When I walked into the gym at the end of the day on Thursday, Art and Jetta sat playing cards on one end of the bleachers. Miles was stretched out on the row above them, his battered notebook open over his face. The cheerleading squad practiced on the other side of the gym, their voices echoing off the walls.

As I approached the club, Art leaned back and nudged Miles in the ribs.

“Hey.” I sat down beside Jetta. A solid two feet separated us, but it still counted.

“What’s up?” said Art. “Did anyone say anything to you about the fire?”

Miles lifted the edge of his notebook and peeked out. When our eyes met, he groaned.

“Not really. Weird looks, but not much else. I didn’t do it.”

“We know. Celia did,” said Art.

I stared at him. “What?”

“Celia did it to herself.
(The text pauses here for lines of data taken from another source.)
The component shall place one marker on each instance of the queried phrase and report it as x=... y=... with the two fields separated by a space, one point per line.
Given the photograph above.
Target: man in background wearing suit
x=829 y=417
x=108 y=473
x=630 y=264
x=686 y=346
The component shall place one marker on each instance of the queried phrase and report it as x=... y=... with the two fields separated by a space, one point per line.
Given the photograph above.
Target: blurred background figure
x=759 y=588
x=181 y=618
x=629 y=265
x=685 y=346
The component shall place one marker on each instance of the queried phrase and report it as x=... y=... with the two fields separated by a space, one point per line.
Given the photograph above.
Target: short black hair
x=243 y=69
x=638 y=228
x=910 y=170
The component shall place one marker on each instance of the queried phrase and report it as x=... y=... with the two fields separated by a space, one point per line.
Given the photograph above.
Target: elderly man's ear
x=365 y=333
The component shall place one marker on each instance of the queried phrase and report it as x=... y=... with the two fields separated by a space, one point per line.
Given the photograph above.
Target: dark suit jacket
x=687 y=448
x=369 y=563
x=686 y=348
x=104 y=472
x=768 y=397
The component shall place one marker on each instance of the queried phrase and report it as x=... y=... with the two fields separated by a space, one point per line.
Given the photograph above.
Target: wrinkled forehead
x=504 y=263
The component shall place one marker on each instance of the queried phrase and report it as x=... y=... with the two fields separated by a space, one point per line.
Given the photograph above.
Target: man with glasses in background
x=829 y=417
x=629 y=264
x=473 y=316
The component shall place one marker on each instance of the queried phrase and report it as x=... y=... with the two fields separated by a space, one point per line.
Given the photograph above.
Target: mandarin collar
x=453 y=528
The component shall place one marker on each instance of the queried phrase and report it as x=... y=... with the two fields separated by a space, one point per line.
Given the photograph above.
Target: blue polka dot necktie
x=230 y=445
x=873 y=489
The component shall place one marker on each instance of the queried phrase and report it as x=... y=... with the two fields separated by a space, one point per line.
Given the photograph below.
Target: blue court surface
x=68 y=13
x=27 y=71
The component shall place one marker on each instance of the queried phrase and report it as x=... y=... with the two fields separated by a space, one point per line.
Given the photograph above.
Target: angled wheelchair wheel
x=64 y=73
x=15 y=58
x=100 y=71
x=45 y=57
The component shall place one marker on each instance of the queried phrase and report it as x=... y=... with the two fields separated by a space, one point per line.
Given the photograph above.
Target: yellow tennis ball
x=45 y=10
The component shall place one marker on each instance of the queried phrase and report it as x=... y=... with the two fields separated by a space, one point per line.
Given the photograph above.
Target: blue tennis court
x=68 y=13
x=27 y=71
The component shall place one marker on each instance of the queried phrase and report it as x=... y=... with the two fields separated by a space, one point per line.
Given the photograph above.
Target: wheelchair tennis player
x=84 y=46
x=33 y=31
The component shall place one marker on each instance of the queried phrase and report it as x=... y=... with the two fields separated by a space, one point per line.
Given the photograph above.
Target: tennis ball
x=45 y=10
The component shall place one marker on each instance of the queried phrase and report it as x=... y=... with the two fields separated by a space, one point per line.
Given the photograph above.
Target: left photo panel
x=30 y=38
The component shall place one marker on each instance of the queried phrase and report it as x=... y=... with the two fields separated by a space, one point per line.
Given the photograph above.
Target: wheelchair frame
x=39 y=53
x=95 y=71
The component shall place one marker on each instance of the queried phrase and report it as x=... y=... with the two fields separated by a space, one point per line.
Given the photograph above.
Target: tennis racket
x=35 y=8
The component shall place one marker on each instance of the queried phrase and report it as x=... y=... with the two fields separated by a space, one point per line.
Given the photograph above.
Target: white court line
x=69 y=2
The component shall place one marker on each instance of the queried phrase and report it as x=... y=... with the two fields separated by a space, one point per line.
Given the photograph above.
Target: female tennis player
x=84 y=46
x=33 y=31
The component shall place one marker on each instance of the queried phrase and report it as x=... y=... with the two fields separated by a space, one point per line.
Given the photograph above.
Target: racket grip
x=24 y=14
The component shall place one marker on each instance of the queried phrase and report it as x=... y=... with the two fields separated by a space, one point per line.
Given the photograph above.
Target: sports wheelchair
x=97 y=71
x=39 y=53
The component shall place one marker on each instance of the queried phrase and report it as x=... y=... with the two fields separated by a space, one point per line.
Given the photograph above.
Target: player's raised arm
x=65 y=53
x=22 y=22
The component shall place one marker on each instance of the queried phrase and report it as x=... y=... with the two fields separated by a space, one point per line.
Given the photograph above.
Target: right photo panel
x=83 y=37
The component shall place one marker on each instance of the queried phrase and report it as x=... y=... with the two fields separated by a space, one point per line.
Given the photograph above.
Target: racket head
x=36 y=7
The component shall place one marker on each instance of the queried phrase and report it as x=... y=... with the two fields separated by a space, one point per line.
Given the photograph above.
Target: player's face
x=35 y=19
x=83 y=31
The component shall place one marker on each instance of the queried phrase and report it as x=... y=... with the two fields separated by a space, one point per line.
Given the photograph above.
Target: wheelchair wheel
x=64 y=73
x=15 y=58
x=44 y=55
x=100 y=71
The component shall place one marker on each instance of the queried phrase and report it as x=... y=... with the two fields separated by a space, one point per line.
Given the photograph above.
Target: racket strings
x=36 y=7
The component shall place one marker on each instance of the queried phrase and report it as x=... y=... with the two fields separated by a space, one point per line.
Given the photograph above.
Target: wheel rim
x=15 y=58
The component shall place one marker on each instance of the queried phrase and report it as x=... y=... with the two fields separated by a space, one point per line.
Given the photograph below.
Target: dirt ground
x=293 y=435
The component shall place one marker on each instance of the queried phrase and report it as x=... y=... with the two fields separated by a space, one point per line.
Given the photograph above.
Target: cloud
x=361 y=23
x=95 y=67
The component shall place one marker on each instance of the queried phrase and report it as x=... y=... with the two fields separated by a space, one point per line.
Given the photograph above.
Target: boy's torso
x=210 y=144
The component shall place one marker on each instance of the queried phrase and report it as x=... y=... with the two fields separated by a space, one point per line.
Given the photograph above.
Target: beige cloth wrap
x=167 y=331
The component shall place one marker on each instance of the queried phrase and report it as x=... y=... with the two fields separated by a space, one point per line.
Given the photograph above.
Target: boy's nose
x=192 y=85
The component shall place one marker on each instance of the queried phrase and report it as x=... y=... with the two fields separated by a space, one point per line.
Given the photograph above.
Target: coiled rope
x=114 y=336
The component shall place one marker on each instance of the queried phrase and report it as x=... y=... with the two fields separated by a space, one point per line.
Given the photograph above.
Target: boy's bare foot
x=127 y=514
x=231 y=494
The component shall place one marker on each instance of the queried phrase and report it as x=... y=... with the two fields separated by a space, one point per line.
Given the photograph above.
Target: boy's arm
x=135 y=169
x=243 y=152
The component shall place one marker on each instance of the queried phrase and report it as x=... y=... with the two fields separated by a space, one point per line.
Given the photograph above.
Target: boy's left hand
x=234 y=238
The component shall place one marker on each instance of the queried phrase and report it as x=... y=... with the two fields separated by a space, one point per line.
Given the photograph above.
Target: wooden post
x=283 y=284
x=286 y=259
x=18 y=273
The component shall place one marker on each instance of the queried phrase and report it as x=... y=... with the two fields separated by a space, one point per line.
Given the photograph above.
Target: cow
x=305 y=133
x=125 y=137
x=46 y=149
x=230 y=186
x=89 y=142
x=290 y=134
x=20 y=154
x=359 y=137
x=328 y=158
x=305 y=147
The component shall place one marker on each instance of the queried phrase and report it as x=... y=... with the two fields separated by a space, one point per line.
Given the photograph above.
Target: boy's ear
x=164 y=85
We went back and interrogated her.”

“You . . . you interrogated her? What’d you do, threaten to take her makeup off and reveal her secret identity?”

“Mein Chef said ’ee would shave ’er eyebrows off.” Jetta smiled brightly. “Among uzzer zings. She told us everyzing—she set ze fire ’erself, Stacey and Britney had ze water, and she blamed eet on you.”

Mein Chef? Was—was she talking about Miles? I looked up at him, but he only grunted.

“It’s a good thing Stacey and Britney put her out when they did,” said Art. “If they’d let her burn, you’d’ve been in deep shit.”

“Oui,” said Jetta. “Deep sheet.”

Miles groaned again. I whipped around. “What’s wrong with you?”

“Maybe I don’t want to tell you,” he snapped. He sat up long enough to procure a pen from thin air and jot something down in his notebook. The side of his left hand was smeared with black ink from his pinkie to his wrist. Maybe his notebook contained a list of his mafia jobs. Or all the people who owed him money. Maybe—ooh, maybe it was a hit list.

Bet I was on there a couple hundred times.

Calculus homework by itself was a bitch, but when you added the screams and giggles of the East Shoal cheerleading squad, it became unbearable. I plowed my way through a half hour of derivatives before the cheerleaders quieted and the coach addressed them.

“So, ladies,” said Coach Privett, a forty-something squat gym teacher with scraggly dark hair. “Basketball season is here, and it’s time to pick another cheer captain. Hannah put in her two cents, and I agree with her.”